In the town, the population was spread out, with 27.4% under the age of 18, 6.8% from 18 to 24, 29.1% from 25 to 44, 25.6% from 45 to 64, and 11.0% who were 65 years of age or older. The median age was 37 years. For every 100 females, there were 98.7 males. For every 100 females age 18 and over, there were 95.9 males.

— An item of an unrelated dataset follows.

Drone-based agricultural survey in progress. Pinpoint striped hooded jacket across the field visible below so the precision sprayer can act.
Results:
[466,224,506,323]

The median income for a household in the town was $32,210, and the median income for a family was $37,981. Males had a median income of $30,842 versus $22,938 for females. The per capita income for the town was $14,924. About 6.1% of families and 10.7% of the population were below the poverty line, including 13.3% of those under age 18 and 7.9% of those age 65 or over.

Historical population
| Census | Pop. | Note | %± |
|---|---|---|---|
| 1820 | 594 |  | — |
| 1830 | 1,479 |  | 149.0% |
| 1840 | 2,250 |  | 52.1% |
| 1850 | 2,132 |  | −5.2% |
| 1860 | 2,296 |  | 7.7% |
| 1870 | 2,241 |  | −2.4% |
| 1880 | 2,384 |  | 6.4% |
| 1890 | 2,272 |  | −4.7% |
| 1900 | 2,086 |  | −8.2% |
| 1910 | 1,785 |  | −14.4% |
| 1920 | 1,453 |  | −18.6% |
| 1930 | 1,284 |  | −11.6% |
| 1940 | 1,309 |  | 1.9% |
| 1950 | 1,245 |  | −4.9% |
| 1960 | 1,473 |  | 18.3% |
| 1970 | 1,631 |  | 10.7% |
| 1980 | 1,951 |  | 19.6% |
| 1990 | 1,901 |  | −2.6% |
| 2000 | 2,049 |  | 7.8% |
| 2010 | 2,153 |  | 5.1% |
| 2020 | 2,038 |  | −5.3% |

== Communities and locations in Parishville ==
- Allens Falls - A location in the northern part of town and site of an early settlement.
- Hannawa Falls – A hamlet and census-designated place in the western part of the town. It is primarily located in Pierrepont.
- High Flats - A hamlet in the western part of town on County Road 58.
- Joe Indian Pond - A lake near the southern town line.
- Blake Falls Reservoir - An artificial lake by the southern town line.
- Parishville - A hamlet, with the same name as the town, on NY-72.
- Parishville Center - A hamlet west of Parishville hamlet on NY-72.
- Pickettville - A hamlet south of Parishville hamlet, located on the edge of the Adirondack Park.
- Rainbow Falls Reservoir - An artificial lake in the southwest part of Parishville.
- Sinclair Corners - A location north of Parishville Center.
- Stafford Corners - A location at the western town line, north of West Parishville.
- West Parishville - A hamlet near the western town line.

==In popular culture==
The character Rose Lalonde in the webcomic Homestuck lives in a fictional house over Rainbow Falls in Parishville.